La situation matérielle de ces agents demeure particulièrement critique avec un passif de dix mois d’arriérés de bourses accumulés et impayés par l’État congolais. Afin de garantir une rentrée scolaire apaisée et d’éviter des perturbations dans les établissements, les contestataires posent comme condition préalable le règlement d’au moins quatre mois de ces sommes dues avant tout retour devant les élèves.
Pour faire entendre leurs revendications, ces travailleurs de la craie ont organisé un rassemblement de protestation dans la capitale, Brazzaville. La mobilisation s’est tenue devant l’Institut national de recherches et d’actions pédagogiques (INRAP), sous l’égide de la Coalition des structures des enseignants communautaires du Congo (CSECC), entité regroupant les différentes coordinations du mouvement.
Au-delà du volet financier, les contestataires dénoncent les modalités de titularisation fixées par les autorités. Représentée notamment par Hermann Matondo, la CSECC rejette catégoriquement l’obligation de se soumettre à un concours pour intégrer la fonction publique, estimant que l’expérience accumulée sur le terrain depuis de nombreuses années justifie une intégration directe.

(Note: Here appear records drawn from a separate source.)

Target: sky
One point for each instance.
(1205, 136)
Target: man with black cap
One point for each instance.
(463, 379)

Une rentrée scolaire sous la menace d’un débrayage général
Face à l’absence de réponse des pouvoirs publics, le bras de fer risque de paralyser le calendrier académique officiel. Les enseignants communautaires préviennent qu’ils déclencheront une grève générale dès la rentrée des classes fixée au début du mois d’octobre 2026 si leurs revendications portant sur les bourses et le recrutement restent sans suite.